Benessere organizzativo infermieristico. Presentato a Roma uno studio pubblicato nato da un progetto CECRI
L’articolo “Toward a Situation-Specific Theory of Nursing Organizational Well-Being: An Early-Stage Development”, a cura dei ricercatori Valerio Della Bella, Jacopo Fiorini e Alessandro Sili, frutto di un progetto del CECRI, è stato pubblicato sulla rivista Research and Theory for Nursing Practice (DOI: 10.1891/RTNP-2024-0116) e presentato a Roma il 27 marzo scorso da Della Bella, nel corso dell'evento CECRI-OPI ROMA dedicato a leadership e management.
La ricerca si è focalizzata sullo sviluppo di un nuovo modello concettuale per il benessere organizzativo infermieristico e nasce dalla necessità di approfondire un tema sempre più centrale per i sistemi sanitari. Il benessere infermieristico, infatti, produce effetti diretti su: pazienti, professionisti e organizzazioni.
Non a caso, evidenze raccolte su ampi campioni (oltre 2.300 infermieri coinvolti in 25 ospedali e più di 21 mila pazienti) mostrano come migliori condizioni di benessere siano associate a minore intenzione di abbandono, migliore salute degli operatori e migliori esiti assistenziali. Partendo dai principali modelli teorici internazionali sul benessere lavorativo, la ricerca propone un framework specifico per la professione infermieristica, basato sull’equilibrio tra domande assistenziali (nursing demands) e risorse organizzative (nursing resources). Tra le principali dimensioni analizzate figurano il carico di lavoro, le richieste emotive, il conflitto lavoro–vita privata, la disponibilità di risorse, la qualità delle relazioni professionali e l’autonomia.
Elemento centrale dello studio è lo sviluppo e la validazione del Nursing Organizational Well-being Questionnaire (NOW-Q), uno strumento teoricamente fondato, composto da 28 item e articolato in otto dimensioni, progettato per misurare in modo affidabile il benessere organizzativo degli infermieri e identificare eventuali criticità.

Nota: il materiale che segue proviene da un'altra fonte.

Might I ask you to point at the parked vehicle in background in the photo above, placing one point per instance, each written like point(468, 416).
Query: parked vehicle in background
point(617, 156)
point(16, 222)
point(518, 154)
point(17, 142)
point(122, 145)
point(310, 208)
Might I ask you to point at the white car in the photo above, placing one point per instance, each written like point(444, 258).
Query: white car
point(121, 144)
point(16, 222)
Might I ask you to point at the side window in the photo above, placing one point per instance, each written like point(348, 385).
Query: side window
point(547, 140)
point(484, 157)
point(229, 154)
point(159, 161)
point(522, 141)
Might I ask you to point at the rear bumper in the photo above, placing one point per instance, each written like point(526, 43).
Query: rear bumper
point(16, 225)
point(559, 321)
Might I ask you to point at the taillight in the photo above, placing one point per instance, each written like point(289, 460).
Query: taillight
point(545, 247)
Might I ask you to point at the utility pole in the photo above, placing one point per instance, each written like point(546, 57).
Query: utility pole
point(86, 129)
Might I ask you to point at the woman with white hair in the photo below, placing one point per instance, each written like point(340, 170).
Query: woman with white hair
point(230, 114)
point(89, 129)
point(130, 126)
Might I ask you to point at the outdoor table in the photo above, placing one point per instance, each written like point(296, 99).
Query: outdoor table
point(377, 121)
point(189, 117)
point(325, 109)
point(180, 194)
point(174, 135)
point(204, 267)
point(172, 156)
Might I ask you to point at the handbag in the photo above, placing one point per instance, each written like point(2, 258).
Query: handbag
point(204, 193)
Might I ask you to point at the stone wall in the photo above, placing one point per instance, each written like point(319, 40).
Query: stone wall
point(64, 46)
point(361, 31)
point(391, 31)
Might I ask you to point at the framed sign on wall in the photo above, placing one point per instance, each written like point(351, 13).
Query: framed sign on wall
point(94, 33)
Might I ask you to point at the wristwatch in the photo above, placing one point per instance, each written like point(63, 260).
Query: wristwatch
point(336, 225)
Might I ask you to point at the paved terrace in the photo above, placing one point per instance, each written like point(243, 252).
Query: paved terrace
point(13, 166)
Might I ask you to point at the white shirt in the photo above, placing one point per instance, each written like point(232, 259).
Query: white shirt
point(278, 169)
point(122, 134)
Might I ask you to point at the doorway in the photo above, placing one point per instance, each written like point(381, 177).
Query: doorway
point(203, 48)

L’applicazione dello strumento ha permesso di individuare tre distinti profili di benessere:
- Nurturing, caratterizzato da elevate risorse e basse domande;
- Observed-detached, contraddistinto da relazioni professionali deboli e distacco;
- Withstanding, associato a basse risorse e alte domande.
I risultati evidenziano come il benessere organizzativo sia un costrutto multidimensionale e dinamico, fortemente influenzato dalla capacità delle organizzazioni di creare ambienti di lavoro sani e supportivi. In tale prospettiva, emerge con forza il ruolo strategico della leadership e del management nel promuovere condizioni favorevoli al benessere degli infermieri.
Inoltre, la ricerca sottolinea la necessità di: misurare sistematicamente il benessere per renderlo visibile e monitorabile; sviluppare interventi mirati e personalizzati, in relazione ai diversi profili professionali; agire concretamente, riconoscendo l’impatto del benessere sugli esiti di cura e sulla sostenibilità dei sistemi sanitari. Uno studio che rappresenta anche un importante contributo per la costruzione di ambienti di lavoro più sani e sostenibili.